HOUSING chiefs in Kirklees insist they are doing all they can to help tenants who fall victim to nightmare neighbours.
The reassurance from Kirklees Neighbourhood Housing has come after a string of complaints from residents.
Complaints have flooded in from Examiner readers since we featured the plight of Sheepridge woman Roseann Sloggett, who was forced to move out of her home by yobs who plagued her life.
Another Sheepridge resident, who did not want to be named, said Mrs Sloggett’s case was not an isolated one.
He said: “I totally understand the frustration she feels, as I have suffered from this behaviour.
“How much longer do the likes of us who suffer at the hands of these individuals have to put up with it until the council and police do something?”
But KNH community protection manager David Sykes said the organisation faced a difficult task.
He said the identity of hooligans was not always known and when it was the process of dealing with them could be drawn out.
Mr Sykes added: “We are not the police. We can’t lock people up. We can do our job only if people provide some of the evidence for us.
“One of the difficulties we have is when someone does something but we don’t know who it is.

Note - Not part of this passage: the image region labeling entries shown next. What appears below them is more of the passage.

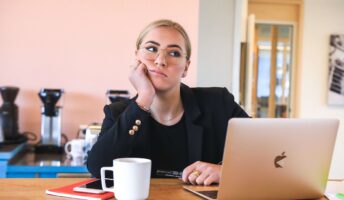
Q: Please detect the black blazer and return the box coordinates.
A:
[87,84,248,177]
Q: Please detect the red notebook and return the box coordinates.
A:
[45,178,113,200]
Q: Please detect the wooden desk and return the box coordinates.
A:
[0,178,200,200]
[0,178,344,200]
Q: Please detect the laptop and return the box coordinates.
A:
[184,118,339,199]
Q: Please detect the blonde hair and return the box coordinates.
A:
[136,19,191,60]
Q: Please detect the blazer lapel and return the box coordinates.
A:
[181,84,203,163]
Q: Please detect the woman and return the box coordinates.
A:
[87,20,248,185]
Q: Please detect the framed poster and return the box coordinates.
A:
[328,35,344,105]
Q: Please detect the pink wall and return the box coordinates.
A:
[0,0,199,141]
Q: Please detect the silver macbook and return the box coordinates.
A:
[184,119,339,199]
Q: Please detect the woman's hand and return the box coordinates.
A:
[182,161,221,185]
[129,60,155,108]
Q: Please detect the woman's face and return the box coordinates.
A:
[136,27,190,91]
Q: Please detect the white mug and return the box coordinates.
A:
[65,139,85,158]
[85,125,101,153]
[100,158,152,200]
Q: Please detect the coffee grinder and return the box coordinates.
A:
[0,86,27,144]
[36,88,64,153]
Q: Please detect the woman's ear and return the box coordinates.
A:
[182,60,191,78]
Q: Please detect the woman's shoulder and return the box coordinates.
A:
[104,99,131,115]
[190,87,233,99]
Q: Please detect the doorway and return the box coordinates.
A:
[253,23,293,118]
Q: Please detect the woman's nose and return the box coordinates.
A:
[154,51,167,67]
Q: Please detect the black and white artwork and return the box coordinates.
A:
[328,35,344,105]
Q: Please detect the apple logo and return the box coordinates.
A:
[274,151,287,168]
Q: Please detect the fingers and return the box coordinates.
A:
[182,161,221,185]
[182,161,201,182]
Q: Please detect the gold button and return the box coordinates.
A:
[129,129,135,135]
[135,119,141,126]
[133,125,139,131]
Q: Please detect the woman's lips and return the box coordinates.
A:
[148,69,167,77]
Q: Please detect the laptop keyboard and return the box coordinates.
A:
[197,190,217,199]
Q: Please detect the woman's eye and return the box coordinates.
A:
[168,51,181,57]
[146,47,158,52]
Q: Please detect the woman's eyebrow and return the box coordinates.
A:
[145,40,183,50]
[145,40,160,46]
[167,44,183,50]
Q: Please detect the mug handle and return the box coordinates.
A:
[100,167,113,192]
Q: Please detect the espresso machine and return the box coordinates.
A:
[106,90,130,104]
[0,86,27,144]
[36,88,64,153]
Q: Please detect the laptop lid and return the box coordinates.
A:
[217,118,339,199]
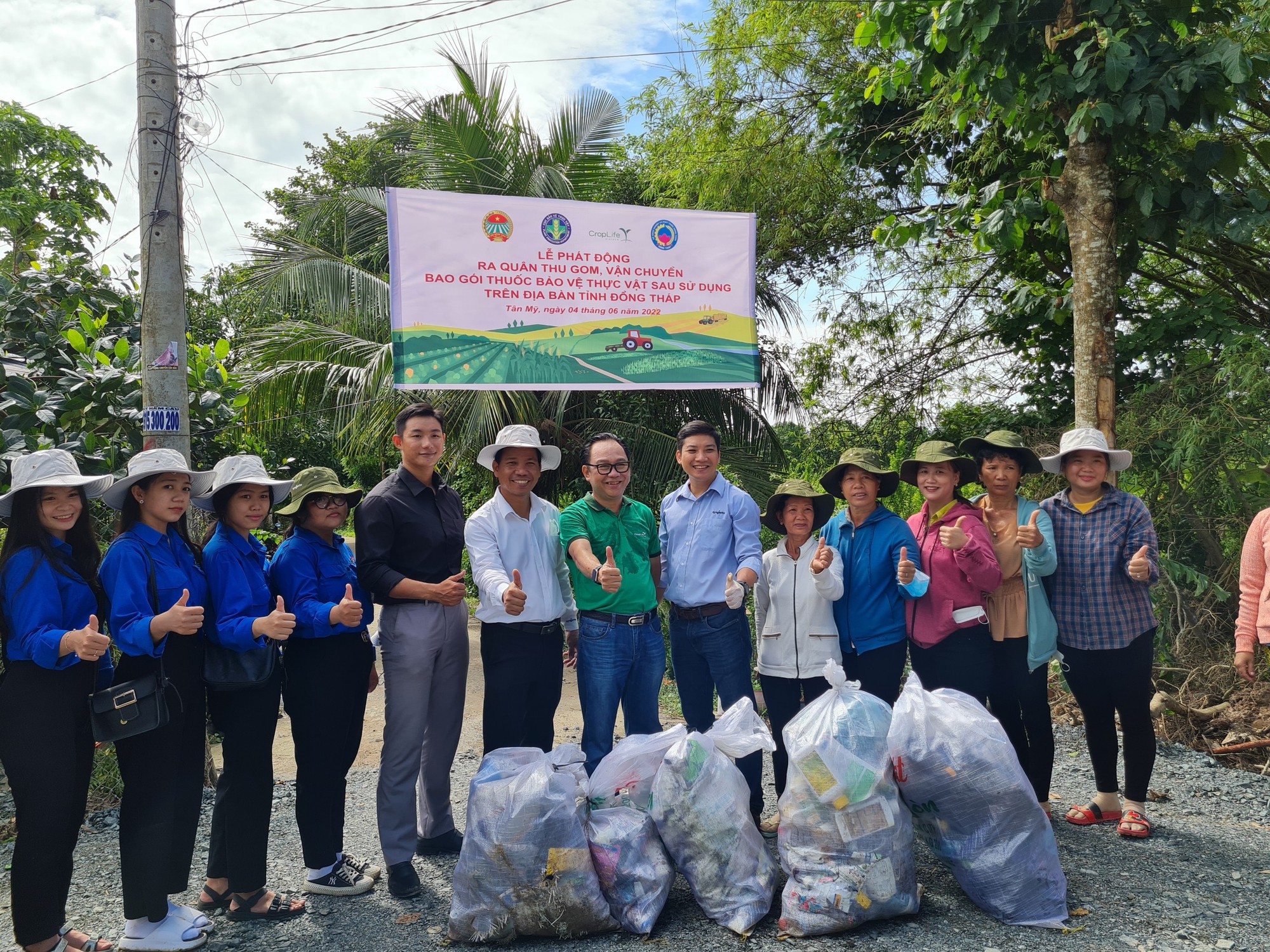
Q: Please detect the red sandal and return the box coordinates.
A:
[1066,803,1121,826]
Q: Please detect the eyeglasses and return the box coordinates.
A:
[587,459,631,476]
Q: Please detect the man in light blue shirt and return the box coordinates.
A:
[658,420,763,823]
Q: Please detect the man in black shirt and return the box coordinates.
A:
[353,404,467,896]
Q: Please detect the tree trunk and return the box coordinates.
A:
[1044,136,1120,447]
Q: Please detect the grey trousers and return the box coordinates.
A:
[376,603,467,866]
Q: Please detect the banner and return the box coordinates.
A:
[387,188,758,390]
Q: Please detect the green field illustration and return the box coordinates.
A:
[392,311,758,390]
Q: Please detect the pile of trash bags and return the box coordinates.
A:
[448,744,618,942]
[889,674,1067,928]
[776,661,918,935]
[652,698,777,935]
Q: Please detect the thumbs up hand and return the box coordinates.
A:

If we have the evidence things are relatively straightforward.
“Victims can help us by keeping detailed records of what is happening and contacting us as soon as something happens, so that we can follow things up quickly.”
Mr Sykes said that despite the difficulties KNH was committed to dealing with problem tenants.
He said: “The Government has given us powers and tools and we make full use of them to try and ease problems for people.
“We try to being relief to the victims as soon as possible.”
He said people should first complain to their nearest estate management office. The offices are at Huddersfield, Dewsbury, Batley and Cleckheaton.
If the office cannot resolve the case it will be referred to Mr Sykes’s team. The team is based at Perseverance House, St Andrew’s Road, Huddersfield.
It works closely with the police, Kirklees Council’s Anti-Social Behaviour Unit and other council departments.
Members speak to the complainant, neighbours, witnesses, the police and the person accused of bad behaviour.
Mr Sykes said: “If we can sort the problem out there and then, we will. Or if we need to refer people to mediators or the Anti-Social Behaviour Unit we will.
“If that doesn’t solve the problem we can take out an anti-social behaviour injunction. We do quite a lot.”
The injunctions can restrict the accused person from doing certain things, such as approaching the victim or visiting a certain street.
If a person breaks the injunction they can be arrested and brought before a county court judge for punishment.
Mr Sykes said: “At this moment there is at least one individual who failed to adhere to his anti-social behaviour injunction who is in prison.”
If someone is being threatened with violence KNH can get an injunction within a day. But in less urgent situations the process may take longer.
If a person is still causing trouble after an injunction KNH will try to have the him or her evicted.
This can take up to six months, with the victim needing to keep logs of problem behaviour. KNH will even install CCTV cameras in homes to gather evidence against troublemakers.
Mr Sykes said: “A lot of people think eviction’s an easy process, but it takes considerable time. The problem is that you can evict someone from a property and they can move in with a neighbour down the road. We then have to start again.”
Mr Sykes said his team also involves problem tenants in programmes to change their behaviour and deal with issues such as parenting.
He added: “In the long term that is a better route than just looking to move them out.
“Sometimes it is difficult to get people to co-operate, but we do try.”